裏庭に家に飼われていた豚。豚を飼っている家は多い。子供の時市場で買ってきて大きくして、買った値段の10倍で売るという。

2009年10月 7日 (水)

第14号 織物

多くのマヤの女性たちは暇さえあれば織物をしていると言っても過言ではあるまい。道を歩いていても庭先で織物をしている人たちを探すのに苦労はいらない。

マヤの織物は、腰機とよばれる誠に原始的というか簡単な道具で織りだされる。持ち運びも簡単で、先を引っ掛ける場所さえあればどこにでもすることができる。だが道具の簡単さとは裏腹に織りだされる模様は誠に複雑で美しい。

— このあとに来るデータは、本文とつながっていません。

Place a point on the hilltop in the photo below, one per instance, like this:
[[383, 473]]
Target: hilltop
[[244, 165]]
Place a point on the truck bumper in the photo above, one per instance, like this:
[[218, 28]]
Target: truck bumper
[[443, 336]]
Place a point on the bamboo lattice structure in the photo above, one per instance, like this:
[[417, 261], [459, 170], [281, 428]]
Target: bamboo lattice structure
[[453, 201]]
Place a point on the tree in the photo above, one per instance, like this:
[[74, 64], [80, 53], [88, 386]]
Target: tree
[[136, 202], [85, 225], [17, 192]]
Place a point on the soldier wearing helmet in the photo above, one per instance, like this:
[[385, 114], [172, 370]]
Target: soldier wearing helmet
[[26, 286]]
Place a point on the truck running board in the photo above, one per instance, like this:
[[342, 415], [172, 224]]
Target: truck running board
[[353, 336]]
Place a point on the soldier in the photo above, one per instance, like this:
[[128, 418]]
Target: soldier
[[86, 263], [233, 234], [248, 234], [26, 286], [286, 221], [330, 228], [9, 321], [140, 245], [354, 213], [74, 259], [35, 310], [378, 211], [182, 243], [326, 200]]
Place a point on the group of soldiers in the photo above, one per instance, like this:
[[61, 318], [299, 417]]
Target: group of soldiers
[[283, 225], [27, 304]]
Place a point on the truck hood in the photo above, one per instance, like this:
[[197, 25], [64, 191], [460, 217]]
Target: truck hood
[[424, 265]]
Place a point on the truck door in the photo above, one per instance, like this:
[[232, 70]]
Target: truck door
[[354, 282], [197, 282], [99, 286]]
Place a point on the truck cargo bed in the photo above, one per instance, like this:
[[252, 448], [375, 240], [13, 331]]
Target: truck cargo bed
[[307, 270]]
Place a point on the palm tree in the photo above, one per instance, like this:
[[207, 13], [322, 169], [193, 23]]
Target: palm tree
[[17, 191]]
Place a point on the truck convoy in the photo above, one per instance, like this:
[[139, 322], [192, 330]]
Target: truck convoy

織っている様子を間近でじっくり見たのは2番目のホームステイ先だった。織るというよりも、経糸の間に糸を通して模様を作り上げていくその糸通し作業にとにかく時間がかかる。気が遠くなるほどの作業だ。模様はすべて頭に入っているらしく、なにを見るでもなく、驚異的な正確さとスピードで織りあげていく。ただただ見とれるばかりだった。

見てください。この複雑な織物。この模様作りを何も見ずにたったったーと仕上げていきます。

ホームステイ先の織り手であるマリアは昼間は学校の教師をし、学校が終えてから自由な時間はいつも織物をしている。織った製品は自分の家で使うものを除けば、日曜市で売っているという。その時は女性用の上着のウイピルを織っていた。値段などを聞いてみた。

できれば1200ケツァルでは売りたいという。日本円にして18千円ほどだ。出来上がるまでに、1日に3時間程度織物に費やすとして約6カ月から7カ月はかかるという。18千円という値段は、この地方の人々の収入を考えると、決して安い値段ではない。いや、とても高い。

原料費を差し引いて日当いくらになるのか計算してみた。結果、1日当たり約3ケツァル、時間当たり1ケツァル(約15円 2006年当時)ということになった。

この地方の平均収入からしてみれば、1200ケツァルはとても高い値段だが、労働収入面からみると、とてつもなく安い値段となる。

以後、それまでは何の気なく眺めていた織物風景が僕にとっては別の意味合いを帯びてきた。値切る気もしなくなった。